Treatment usually involves an outpatient surgical procedure known as canalplasty. This procedure is performed under general anesthesia. A surgeon uses a binocular microscope and drilling or chiseling out the bone growth. The surgeon usually performs this surgery through the ear canal, but may also make an incision behind the ear. While recovering from this procedure, it is very important to not expose the ear canal to water, as this could lead to further infections. Recovery takes between a few weeks and a few months.

Prevention

Avoiding surfing and swimming in extremely cold water or during especially windy conditions is the key to preventing surfer’s ear. In addition, keeping the ear canals warm and dry by wearing earplugs, a swim cap or a hood can all help. Custom earmolds are your best bet to ensuring a tight seal and all-day comfort.

Cholesteatoma

Cholesteatoma is an abnormal skin growth in the middle ear behind the eardrum that may also affect the mastoid (skull bone).
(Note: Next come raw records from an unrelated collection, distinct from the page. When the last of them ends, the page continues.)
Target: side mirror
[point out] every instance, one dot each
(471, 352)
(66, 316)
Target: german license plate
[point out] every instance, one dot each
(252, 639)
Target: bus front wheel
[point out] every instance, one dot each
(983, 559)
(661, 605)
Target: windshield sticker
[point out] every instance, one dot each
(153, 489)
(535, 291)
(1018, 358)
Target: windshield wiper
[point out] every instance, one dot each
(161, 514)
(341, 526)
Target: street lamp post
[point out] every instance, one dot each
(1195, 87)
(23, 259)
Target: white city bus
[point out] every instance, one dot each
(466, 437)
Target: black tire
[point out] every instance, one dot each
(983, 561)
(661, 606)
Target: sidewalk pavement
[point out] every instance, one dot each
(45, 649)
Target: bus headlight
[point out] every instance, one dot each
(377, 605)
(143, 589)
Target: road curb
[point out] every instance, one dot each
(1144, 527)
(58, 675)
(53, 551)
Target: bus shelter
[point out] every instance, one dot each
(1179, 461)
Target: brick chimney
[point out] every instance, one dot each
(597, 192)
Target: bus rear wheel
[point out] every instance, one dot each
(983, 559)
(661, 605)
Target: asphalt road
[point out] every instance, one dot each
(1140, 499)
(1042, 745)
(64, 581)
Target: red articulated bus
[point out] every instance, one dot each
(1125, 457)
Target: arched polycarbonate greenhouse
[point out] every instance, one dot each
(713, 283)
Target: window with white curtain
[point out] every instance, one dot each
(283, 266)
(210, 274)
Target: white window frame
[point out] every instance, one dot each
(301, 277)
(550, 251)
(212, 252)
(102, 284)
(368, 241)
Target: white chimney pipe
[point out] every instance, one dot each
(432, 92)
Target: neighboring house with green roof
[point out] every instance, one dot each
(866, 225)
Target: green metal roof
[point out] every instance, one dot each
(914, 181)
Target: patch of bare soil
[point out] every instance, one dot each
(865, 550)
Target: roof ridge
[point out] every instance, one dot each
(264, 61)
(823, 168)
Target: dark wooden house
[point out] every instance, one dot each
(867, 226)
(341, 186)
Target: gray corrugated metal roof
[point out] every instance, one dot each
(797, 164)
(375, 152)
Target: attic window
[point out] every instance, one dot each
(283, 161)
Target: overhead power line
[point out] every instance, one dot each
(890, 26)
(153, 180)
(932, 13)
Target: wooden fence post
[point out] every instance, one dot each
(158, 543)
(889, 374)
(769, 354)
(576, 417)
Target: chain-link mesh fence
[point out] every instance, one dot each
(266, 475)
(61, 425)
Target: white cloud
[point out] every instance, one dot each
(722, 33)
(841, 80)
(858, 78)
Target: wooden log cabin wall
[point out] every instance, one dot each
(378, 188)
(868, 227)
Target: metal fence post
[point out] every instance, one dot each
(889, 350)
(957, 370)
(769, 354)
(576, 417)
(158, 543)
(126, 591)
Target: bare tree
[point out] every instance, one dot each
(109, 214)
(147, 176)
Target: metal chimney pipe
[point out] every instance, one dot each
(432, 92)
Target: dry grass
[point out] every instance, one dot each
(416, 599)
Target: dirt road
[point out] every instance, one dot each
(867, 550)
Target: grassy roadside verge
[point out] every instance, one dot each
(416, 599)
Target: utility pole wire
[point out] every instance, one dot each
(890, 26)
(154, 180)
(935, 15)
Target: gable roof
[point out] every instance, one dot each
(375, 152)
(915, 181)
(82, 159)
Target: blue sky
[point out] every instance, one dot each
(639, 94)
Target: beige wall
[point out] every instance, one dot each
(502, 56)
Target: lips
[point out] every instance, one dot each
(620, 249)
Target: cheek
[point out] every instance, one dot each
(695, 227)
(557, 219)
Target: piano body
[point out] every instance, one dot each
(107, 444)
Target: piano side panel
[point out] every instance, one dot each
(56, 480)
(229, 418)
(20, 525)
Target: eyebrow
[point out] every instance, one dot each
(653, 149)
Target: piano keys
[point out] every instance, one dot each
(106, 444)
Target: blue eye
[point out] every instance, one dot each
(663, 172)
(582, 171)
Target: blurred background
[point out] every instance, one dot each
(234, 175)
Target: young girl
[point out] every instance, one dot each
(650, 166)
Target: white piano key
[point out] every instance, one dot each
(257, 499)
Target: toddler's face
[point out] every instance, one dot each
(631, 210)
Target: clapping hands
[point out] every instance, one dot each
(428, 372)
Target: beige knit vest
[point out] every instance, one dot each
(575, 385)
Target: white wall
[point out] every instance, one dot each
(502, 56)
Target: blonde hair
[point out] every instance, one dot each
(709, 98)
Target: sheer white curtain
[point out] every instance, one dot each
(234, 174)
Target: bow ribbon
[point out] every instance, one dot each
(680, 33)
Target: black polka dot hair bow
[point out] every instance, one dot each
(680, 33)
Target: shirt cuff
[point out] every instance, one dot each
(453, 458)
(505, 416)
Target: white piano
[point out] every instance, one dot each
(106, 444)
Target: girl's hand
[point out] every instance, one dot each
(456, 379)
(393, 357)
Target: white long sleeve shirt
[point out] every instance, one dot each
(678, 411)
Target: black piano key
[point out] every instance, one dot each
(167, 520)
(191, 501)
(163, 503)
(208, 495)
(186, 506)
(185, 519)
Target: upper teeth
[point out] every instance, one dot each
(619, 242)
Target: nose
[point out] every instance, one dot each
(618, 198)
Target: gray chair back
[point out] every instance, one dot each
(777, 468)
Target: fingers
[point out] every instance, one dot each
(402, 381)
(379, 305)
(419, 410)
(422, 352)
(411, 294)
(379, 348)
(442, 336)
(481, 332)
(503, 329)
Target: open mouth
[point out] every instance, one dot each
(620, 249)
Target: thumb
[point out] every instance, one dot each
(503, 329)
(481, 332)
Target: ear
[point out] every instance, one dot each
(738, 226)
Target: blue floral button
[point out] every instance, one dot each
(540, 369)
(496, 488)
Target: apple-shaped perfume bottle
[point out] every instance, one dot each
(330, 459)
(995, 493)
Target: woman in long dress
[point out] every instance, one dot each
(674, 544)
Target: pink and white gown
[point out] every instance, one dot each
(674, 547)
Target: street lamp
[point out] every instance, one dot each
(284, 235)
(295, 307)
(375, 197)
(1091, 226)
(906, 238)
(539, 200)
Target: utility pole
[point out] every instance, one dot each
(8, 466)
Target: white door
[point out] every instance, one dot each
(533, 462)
It begins as a cyst that gradually increases in size, destroying the bones of the middle ear and causing hearing loss.

Causes

When the Eustachian tube is functioning normally, it equalizes ear pressure by moving air from the back of the nose into the middle ear. Allergies and viruses can affect performance, leading to a partial vacuum in the ear. This negative pressure stretches the eardrum, creating a pocket or cyst that fills with old skin cells and waste material, which can become easily infected. In rare cases, cholesteatoma can be congenital (present at birth).

Symptoms

Symptoms of cholesteatoma include drainage from the ear, a feeling of fullness, hearing loss, earache and dizziness. Since these are also present in other conditions, tests such as CT scans and electronystagmography can be used to rule out other conditions and confirm the diagnosis. Cholesteatomas continue to grow if not treated and can lead to complications such as:

  • Deafness.
  • Facial paralysis.
  • Brain abscess.
  • Meningitis.

Treatment

An otolaryngologist will determine the size and growth rate of the cholesteatoma and recommend treatment based on these findings. Controlling the infection with antibiotics or eardrops is a crucial first step.

If you have a large cholesteatoma it may be treated surgically. Performed under general anesthesia on an outpatient basis, the cholesteatoma is removed in order to eliminate the infection. Follow-up surgery to ensure the cholesteatoma is gone and to reconstruct damaged middle ear bones may be necessary.